Jake Tapper is, as far as I've encountered him, both a nice guy and a competent reporter. But the pressure to produce one "gotcha" per day seems to be getting to him. He's stepped in it twice in the past two days, once on an Obama story and once on a Clinton story. In each case, he had to manufacture controversy by grossly misinterpreting fairly straightforward remarks.

First came this silly item based on a radio interview with Barack Obama in 2001. Obama opposed the confirmation of John Ashcroft as Attorney General, and pointed out that he wasn't opposing Bush's Cabinet nominees at random. He said that, although he disagreed with Rumsfeld on missile defense, Rumsfeld, by contrast with Ashcroft, wasn't "out of the mainstream."

The headline? "Obama in 2001: Rumsfeld in the Mainstream." And Tapper, after noting that Rumsfeld's nomination went through unopposed (including by HRC) but that one liberal newspaper had urged its rejection, concludes breathlessly:

The underlying question that this clip raises with me is — what else is there about Obama that we don't know about? What other clips? What other comments?

Obama is on the cusp of doing well on Super Duper Tuesday and has still never had a negative TV ad run against him, and it seems clear that Hillary Clinton is correct in her implication -- he has not been fully "vetted."

There's a lot voters — and the media — do not know about him.

To which I can only say, "Then why not tell us?" That back in 2001 someone teaching Constitutional law opposed confirming Ashcroft but didn't oppose confirming Rumsfeld is among the least exciting pieces of news I'm likely to hear this week. So if that meaures the size of the stories yet to come out about Obama, he must be remarkably clean and controversy-free.

But lest you might think that Tapper was in the tank for Hillary, he came up with a matching piece of foolishness aimed at Bill Clinton. And all I can say about Tapper's explanation is: when you're in a hole, stop digging.

No, Bill Clinton did not call for an economic slowdown as the way to deal with global warming. He pointed out that slowing production in the developed world wouldn't do any good unless we figure out a way to combine economic development with climate protection in poor countries. And he did so in perfectly clear language:

Everybody knows that global warming is real, but we cannot solve it alone.

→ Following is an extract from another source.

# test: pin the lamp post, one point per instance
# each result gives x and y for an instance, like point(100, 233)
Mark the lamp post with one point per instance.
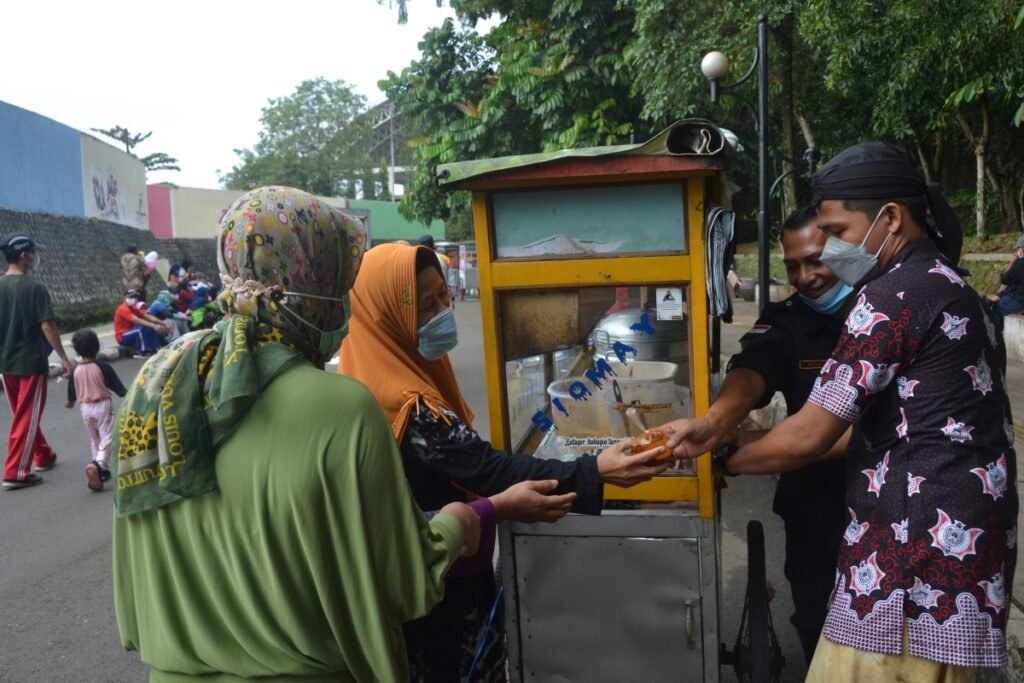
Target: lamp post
point(716, 67)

And maybe America, and Europe, and Japan, and Canada — the rich counties — would say, 'OK, we just have to slow down our economy and cut back our greenhouse gas emissions 'cause we have to save the planet for our grandchildren.' We could do that.

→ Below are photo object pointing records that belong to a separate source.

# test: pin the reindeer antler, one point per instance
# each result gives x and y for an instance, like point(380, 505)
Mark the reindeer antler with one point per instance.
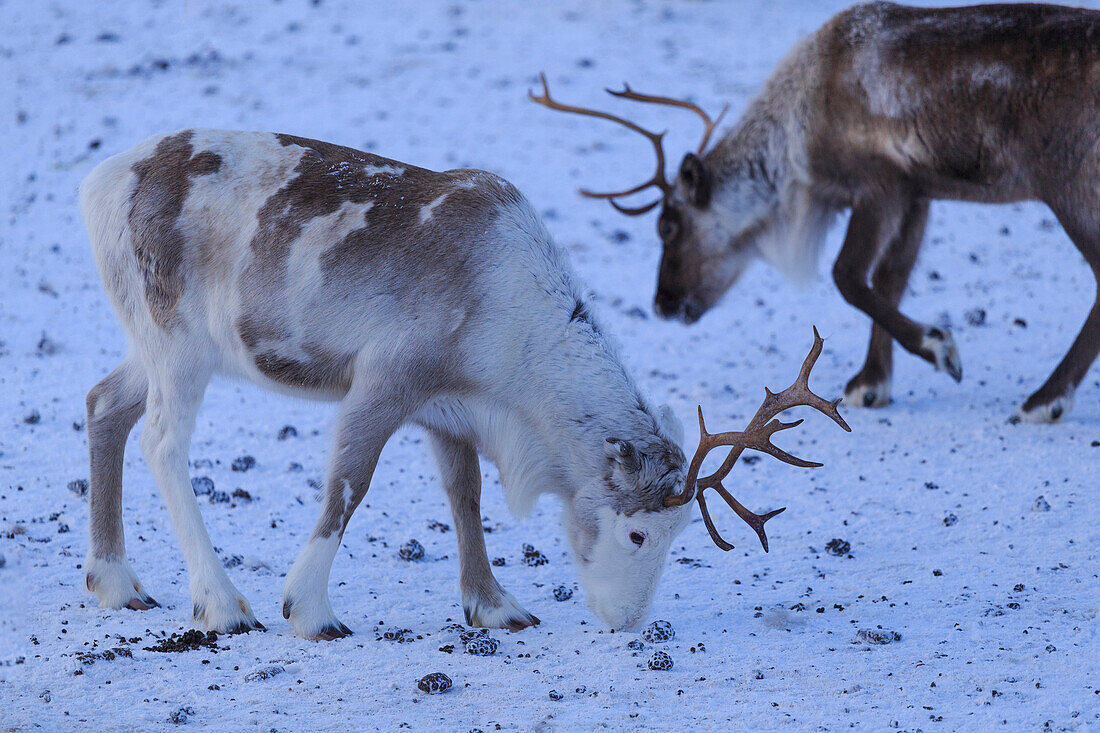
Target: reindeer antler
point(757, 436)
point(656, 138)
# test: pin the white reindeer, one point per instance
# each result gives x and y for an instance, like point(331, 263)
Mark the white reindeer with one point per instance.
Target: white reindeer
point(407, 296)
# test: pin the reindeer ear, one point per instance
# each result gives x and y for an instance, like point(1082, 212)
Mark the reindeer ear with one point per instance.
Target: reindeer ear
point(624, 453)
point(696, 179)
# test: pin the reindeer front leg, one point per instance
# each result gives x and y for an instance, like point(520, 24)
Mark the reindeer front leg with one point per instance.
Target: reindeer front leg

But if we did that, you know as well as I do, China and India and Indonesia and Vietnam and Mexico and Brazil and the Ukraine, and all the other countries will never agree to stay poor to save the planet for our grandchildren. The only way we can do this is if we get back in the world's fight against global warming and prove it is good economics that we will create more jobs to build a sustainable economy that saves the planet for our children and grandchildren. It is the only way it will work.

And guess what? The only places in the world today in rich countries where you have rising wages and declining inequality are places that have generated more jobs than rich countries because they made a commitment we didn't. They got serious about a clean, efficient, green, independent energy future.

There are enough real scandals and actual gaffes to go around; no need to invent more.